Nikkei 225 index price dynamics (Source: TradingView)

This 49,500–47,000 region is now the battleground that defines whether the current pullback remains a healthy correction or evolves into a deeper retracement. Historically, each time the index has retested this area, it has acted as a springboard for renewed buying. A daily close back above 51,000 would confirm that buyers have regained control and could push the index toward the 53,500 zone, its recent peak.

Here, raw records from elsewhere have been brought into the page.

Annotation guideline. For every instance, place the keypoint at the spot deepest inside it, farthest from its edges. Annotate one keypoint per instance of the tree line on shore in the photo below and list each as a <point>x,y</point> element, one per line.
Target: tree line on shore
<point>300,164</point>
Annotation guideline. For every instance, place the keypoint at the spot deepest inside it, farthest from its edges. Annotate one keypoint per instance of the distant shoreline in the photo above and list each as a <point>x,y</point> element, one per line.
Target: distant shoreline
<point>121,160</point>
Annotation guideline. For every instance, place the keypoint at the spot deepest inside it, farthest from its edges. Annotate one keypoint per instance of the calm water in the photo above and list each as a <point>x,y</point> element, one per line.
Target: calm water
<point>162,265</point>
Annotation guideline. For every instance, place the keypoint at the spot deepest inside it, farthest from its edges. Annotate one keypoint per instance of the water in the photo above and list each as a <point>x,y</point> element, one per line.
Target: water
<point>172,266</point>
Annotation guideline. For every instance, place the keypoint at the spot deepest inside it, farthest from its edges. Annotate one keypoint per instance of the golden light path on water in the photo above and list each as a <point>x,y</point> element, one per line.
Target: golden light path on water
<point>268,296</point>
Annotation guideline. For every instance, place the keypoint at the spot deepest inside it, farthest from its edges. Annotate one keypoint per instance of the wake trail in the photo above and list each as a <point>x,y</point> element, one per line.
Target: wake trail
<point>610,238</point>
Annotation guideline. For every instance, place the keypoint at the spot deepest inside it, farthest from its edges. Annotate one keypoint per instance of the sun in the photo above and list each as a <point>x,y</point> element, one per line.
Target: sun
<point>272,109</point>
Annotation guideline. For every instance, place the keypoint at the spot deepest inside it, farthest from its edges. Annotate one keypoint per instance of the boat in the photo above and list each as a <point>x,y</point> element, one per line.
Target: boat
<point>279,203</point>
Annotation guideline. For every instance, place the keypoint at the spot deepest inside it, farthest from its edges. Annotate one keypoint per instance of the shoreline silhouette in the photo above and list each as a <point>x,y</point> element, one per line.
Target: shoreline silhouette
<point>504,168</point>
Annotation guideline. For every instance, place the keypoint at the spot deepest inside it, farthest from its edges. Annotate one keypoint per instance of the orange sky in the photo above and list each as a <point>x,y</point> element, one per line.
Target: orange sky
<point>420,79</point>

Despite the setback, the medium-term structure remains bullish. The index continues to print higher highs and higher lows above the 100-day and 200-day EMAs, both of which are trending upward. The RSI, currently near 57, has cooled from overbought territory but remains far from showing exhaustion. This suggests that the current decline is more of a reset in momentum than a trend reversal.

AI selloff pressures sentiment, but fundamentals stay firm

The selloff was triggered by renewed concerns over stretched AI valuations in the U.S. equity market, rather than by any deterioration in Japan’s domestic fundamentals. That distinction matters, as it indicates the correction is externally driven. The decline in SoftBank amplified the move due to its heavy weighting in the Nikkei and its correlation to global tech sentiment.

Under the surface, selective strength is still visible. Recruit Holdings surged 16.1% after reporting stronger-than-expected earnings, demonstrating that investor appetite for solid fundamentals remains intact even during volatility. Analysts note that Japanese equities continue to benefit from steady corporate earnings, a weaker yen, and the Bank of Japan’s gradual, data-driven approach to policy normalization — all of which provide a supportive backdrop for long-term investors.

If global sentiment stabilizes and U.S. markets recover from their AI-led correction, the Nikkei could resume its uptrend. The key test will be how price reacts around the 49,500–47,000 zone. Holding above this range keeps the bullish structure intact, while a close below 47,000 would mark a technical breakdown and open the door toward deeper consolidation.

Earlier discussions highlighted that the Nikkei’s multi-month rally had become stretched and was due for a technical reset. That scenario is now unfolding. However, as long as price remains above the April trendline and within its long-term rising channel, the broader uptrend remains valid. The coming sessions will reveal whether this correction evolves into a buying opportunity or a shift in sentiment.